Old 04-15-2011, 02:44 PM   #1
LQ Newbie
Registered: Apr 2011
Posts: 4

Rep: Reputation: 0
Sed, Awk, Perl - Merge lines unless they match a certain string

What is the best way to merge lines, in sed, awk or perl, that occur between certain strings?
I'm new to sed scripting and I have been working on this for some time now.
I have a large file (sample below) that I need to edit.

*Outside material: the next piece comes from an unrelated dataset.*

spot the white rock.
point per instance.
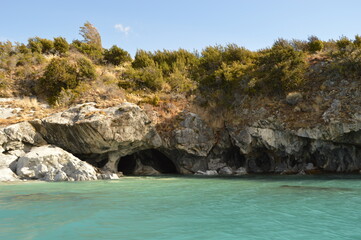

What I need looks something like this.

I'm working with a very large file so simply merging all the lines then adding a new line character before ">contig" and after "translated" won't work, at least not with sed.
Old 04-15-2011, 02:51 PM   #2
Sergei Steshenko
Senior Member
Registered: May 2005
Posts: 4,481

Rep: Reputation: 454Reputation: 454Reputation: 454Reputation: 454Reputation: 454
It can be done in a very straightforward manner in Perl. I do not understand where the capacity problem comes from - you just write to your output file (sequences) between '>contig...........translated' stripping the former of "\n" ('chomp' function in Perl).
Old 04-15-2011, 04:23 PM   #3
Nominal Animal
Senior Member
Registered: Dec 2010
Location: Finland
Distribution: Xubuntu, CentOS, LFS
Posts: 1,723
Blog Entries: 3

Rep: Reputation: 946Reputation: 946Reputation: 946Reputation: 946Reputation: 946Reputation: 946Reputation: 946Reputation: 946
Originally Posted by Dsw0002 View Post
What is the best way to merge lines, in sed, awk or perl, that occur between certain strings?
I don't know about best, but one possibility is this awk script,
awk 'BEGIN      { RS="[\r\n]+" ; nl="" ; sep=" " }
     /^>contig/ { printf("%s%s%s", nl, $0, RT); nl="" ; sp="" ; next }
                { printf("%s%s", sp, $0) ; nl=RT ; sp=sep }
     END        { printf("%s", nl) }' file
which streams the input file (only one line or so in memory at any time) quite efficiently, and keeps whatever newline convention you might be using.
The sep=" " in the first line specifies the delimiter that replaces the newlines in merged lines. Use sep="" if you want to merge the lines without any intervening separator.

This awk script is a bit more complex than absolutely necessary, but I only recently found out how to retain the newline convention efficiently, and wanted to apply that

If you need something even more efficient, or want to work with unlimited-length lines (not having to read even a single complete line into RAM), I'd write a small utility in C. I think it'd only take about a hundred lines of code, even if you used unistd.h low-level I/O for maximum efficiency.

Last edited by Nominal Animal; 04-15-2011 at 04:25 PM.
Old 04-16-2011, 03:07 AM   #4
LQ Guru
Registered: Sep 2009
Location: Perth
Distribution: Manjaro
Posts: 9,467

Rep: Reputation: 2856Reputation: 2856Reputation: 2856Reputation: 2856Reputation: 2856Reputation: 2856Reputation: 2856Reputation: 2856Reputation: 2856Reputation: 2856Reputation: 2856
Seems I am on the same wave length as Nominal:
awk '/contig/{ret="\n";if(a)nl=ret}{printf "%s%s%s",nl,$0,ret;a=1;nl=ret=""}' file
Old 04-16-2011, 04:12 AM   #5
Registered: Apr 2010
Posts: 228

Rep: Reputation: 45
$ ruby -ne 'print /contig/? "\n"+$_: $_.chomp' file
Old 04-16-2011, 05:20 AM   #6
Senior Member
Registered: Jan 2010
Posts: 1,608

Rep: Reputation: 449Reputation: 449Reputation: 449Reputation: 449Reputation: 449
sed  ':a />contig/! {$bb;N;ba};:b s/\n//g;1!s/>contig/\n&/' file
If you last line is '>contig...' then the jumppoint ':b' in the above command is obsolete.